Round Trip Distance: 0.8 miles
Difficulty: Easy
Elevation: 5171 - 5226 feet
Cellphone: 0 bars
Time: 1 hr.
Trailhead: Lower Bradford Canyon Rd.
Fee: none
Attractions: cliff dwelling, pictographs
The Pictograph Ruin in Bradford Canyon is located in the Montezuma Creek area east of Blanding, Utah. All parts of the back wall and overhanging ceilings of the small alcove where the ruin is situated are covered with various pictographs. Most of the images are stylized painted hands, negative handprints, and painted handprints in colors of mostly red, brown, yellow orange, and a single one of white paint.
There are multiple routes that will get you to the Bradford Canyon Pictograph Ruin. On this trip we turned south off of US-191 onto the unmarked Alkali Point Road and followed it for 13.6 miles before turning left onto the Dead Man Canyon Road, CR #2381. Even though the Dead Man Canyon Road is a maintained county road we recommend 4wd with medium ground clearance and dry road conditions. Some spots are steep, others are sandy or rocky, and there are several minor washes to drive across. The smoother option would be via the Perkins and Montezuma Creek roads.
The Dead Man Canyon Road travels across the mesa for a little over a mile and a half and then begins stepping down into the Montezuma Creek drainage. At the 3.6 mile point it reaches an intersection in Bradford Canyon. From here what looks like an uninteresting ruin can be seen across the wash of Bradford Canyon. Hiking down to the wash from this spot looks precarious due to the steepness of the terrain. We opted to follow the road to the left for about 0.4 miles to an easier place of ingress.
That point of entry ended up being a side wash with a hikeable route around a small spillover.
Without a trail to follow a person is left to working out a route via the wash and other paths through the sagebrush and greasewood. Note that we did see a very fresh rattlesnake track in the soft sand above the wash so be aware of that.
The ruin itself, being down low at the bottom of the cliff, is very easy to access. Be very careful though around the loosely stacked walls of the ruin.
A grinding slick can be found on a large boulder just below the ruin.
Pictographs can be seen all along the many facets of the back wall and all surfaces overhead. In this photo the pair of hand prints on the right are the size of a small child.
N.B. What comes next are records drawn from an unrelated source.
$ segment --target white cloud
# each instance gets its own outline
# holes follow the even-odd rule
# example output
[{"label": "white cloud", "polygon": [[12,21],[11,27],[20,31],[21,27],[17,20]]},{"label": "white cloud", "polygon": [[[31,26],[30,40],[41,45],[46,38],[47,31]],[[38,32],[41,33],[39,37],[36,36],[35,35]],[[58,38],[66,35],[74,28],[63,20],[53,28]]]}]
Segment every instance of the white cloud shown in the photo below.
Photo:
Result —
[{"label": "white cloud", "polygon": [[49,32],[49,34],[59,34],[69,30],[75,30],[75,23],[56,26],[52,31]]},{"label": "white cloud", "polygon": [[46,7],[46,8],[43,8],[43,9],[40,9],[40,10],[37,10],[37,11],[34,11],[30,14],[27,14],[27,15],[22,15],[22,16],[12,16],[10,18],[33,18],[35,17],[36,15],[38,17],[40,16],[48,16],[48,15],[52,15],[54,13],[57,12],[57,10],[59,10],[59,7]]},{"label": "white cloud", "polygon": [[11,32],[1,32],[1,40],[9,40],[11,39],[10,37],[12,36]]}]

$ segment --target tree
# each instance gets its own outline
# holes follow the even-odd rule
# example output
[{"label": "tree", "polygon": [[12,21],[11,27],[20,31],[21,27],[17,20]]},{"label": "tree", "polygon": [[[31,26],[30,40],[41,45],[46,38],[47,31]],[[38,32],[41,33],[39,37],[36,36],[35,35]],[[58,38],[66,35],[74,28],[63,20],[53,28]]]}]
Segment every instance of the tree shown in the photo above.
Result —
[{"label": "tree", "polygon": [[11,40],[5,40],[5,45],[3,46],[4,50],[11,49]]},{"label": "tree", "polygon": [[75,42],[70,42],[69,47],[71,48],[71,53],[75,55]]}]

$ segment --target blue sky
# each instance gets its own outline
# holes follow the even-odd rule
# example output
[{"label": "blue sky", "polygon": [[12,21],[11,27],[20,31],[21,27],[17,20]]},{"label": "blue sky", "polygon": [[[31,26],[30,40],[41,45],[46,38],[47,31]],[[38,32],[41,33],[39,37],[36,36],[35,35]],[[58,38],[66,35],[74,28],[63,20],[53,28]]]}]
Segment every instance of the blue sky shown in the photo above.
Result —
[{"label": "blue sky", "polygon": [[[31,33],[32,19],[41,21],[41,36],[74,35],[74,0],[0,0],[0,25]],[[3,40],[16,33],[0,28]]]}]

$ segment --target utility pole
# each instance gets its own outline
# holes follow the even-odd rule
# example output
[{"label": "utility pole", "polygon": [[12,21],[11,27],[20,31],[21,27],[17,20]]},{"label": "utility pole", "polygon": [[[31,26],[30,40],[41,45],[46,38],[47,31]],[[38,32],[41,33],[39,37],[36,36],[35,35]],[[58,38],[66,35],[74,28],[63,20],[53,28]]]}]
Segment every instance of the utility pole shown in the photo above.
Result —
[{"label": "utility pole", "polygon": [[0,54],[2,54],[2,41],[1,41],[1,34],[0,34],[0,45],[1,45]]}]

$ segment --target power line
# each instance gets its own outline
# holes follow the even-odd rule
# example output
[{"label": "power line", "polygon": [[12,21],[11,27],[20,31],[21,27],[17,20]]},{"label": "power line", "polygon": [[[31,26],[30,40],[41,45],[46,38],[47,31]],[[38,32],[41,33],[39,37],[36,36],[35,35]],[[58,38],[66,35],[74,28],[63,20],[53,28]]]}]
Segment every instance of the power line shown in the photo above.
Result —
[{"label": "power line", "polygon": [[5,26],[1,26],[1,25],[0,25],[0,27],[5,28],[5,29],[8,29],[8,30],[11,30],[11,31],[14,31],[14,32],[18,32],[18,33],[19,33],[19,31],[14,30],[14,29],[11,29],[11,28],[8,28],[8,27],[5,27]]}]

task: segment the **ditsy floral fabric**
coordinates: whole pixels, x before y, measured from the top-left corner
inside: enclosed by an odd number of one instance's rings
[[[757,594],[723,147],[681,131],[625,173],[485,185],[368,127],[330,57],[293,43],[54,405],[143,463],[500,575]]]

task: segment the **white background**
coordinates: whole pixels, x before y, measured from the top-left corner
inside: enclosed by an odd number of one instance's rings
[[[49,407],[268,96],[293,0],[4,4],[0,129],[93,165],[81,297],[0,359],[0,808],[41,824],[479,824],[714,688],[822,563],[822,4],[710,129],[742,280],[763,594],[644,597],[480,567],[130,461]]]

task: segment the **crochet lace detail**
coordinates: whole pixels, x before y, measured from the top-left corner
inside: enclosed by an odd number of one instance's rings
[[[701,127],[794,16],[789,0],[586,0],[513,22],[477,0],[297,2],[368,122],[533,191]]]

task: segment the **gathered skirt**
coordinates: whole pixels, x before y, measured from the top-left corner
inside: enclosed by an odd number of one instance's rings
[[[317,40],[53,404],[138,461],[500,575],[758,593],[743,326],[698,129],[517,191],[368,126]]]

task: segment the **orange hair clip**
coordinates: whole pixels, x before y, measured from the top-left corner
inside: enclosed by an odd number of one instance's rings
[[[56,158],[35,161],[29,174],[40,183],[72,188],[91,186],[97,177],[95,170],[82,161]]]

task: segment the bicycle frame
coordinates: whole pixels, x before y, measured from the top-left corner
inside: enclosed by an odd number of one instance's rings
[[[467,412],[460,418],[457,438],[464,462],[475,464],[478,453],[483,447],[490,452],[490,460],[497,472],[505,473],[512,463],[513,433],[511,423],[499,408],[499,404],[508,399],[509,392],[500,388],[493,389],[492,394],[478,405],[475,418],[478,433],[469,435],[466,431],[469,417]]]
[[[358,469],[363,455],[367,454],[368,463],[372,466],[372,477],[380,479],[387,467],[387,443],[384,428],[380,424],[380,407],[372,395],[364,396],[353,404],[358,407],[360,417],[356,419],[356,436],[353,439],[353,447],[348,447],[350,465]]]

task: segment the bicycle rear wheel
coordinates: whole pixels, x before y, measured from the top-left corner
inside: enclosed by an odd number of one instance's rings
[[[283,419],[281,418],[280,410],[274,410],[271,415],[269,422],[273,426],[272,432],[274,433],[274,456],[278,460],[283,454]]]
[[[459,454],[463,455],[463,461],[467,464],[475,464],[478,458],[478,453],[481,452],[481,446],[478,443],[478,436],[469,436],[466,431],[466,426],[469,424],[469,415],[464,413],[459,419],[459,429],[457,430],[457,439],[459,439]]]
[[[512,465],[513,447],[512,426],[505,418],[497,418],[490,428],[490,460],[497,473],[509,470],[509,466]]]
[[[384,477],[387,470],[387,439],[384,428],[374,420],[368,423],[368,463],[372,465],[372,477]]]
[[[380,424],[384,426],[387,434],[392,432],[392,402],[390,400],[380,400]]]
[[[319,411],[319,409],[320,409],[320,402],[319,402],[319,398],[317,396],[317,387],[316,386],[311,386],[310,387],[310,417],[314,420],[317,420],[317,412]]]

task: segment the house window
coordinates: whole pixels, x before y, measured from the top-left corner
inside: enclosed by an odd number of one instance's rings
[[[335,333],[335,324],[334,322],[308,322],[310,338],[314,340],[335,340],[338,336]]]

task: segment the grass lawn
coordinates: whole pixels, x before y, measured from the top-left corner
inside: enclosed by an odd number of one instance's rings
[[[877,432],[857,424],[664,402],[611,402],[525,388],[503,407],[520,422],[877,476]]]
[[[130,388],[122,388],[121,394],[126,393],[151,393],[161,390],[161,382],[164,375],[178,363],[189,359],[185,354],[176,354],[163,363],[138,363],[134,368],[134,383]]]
The ruin itself is much nicer than what it appears through binoculars from across the wash. The use of mortar seems to have helped hold parts of the walls in place.
A handful of anthropomorphic images are mixed in with all the rest. If you look closely at the face of this one you can see a pair of eyes staring back. The object that it is brandishing might me an atlatl and it would imply that the person was left handed.
This is one of several negative handprints. They are made by placing the hand on the rock and then spraying paint around it either with the mouth or perhaps something like a hollow reed.
Other than a couple of black charcoal images, and a single white hand print, most of the color palette used around the ruin can be seen in this photo.
Yellow hands.
On the ceiling directly above the ruin is a panel of mostly stylized painted hands.
Yet another area covered with images.
The triangular thin lined image might be a teepee. There is enough overlap with other markings to make it difficult, for us anyway, to say for sure. We have seen very distinct teepee petroglyph images along Montezuma Creek.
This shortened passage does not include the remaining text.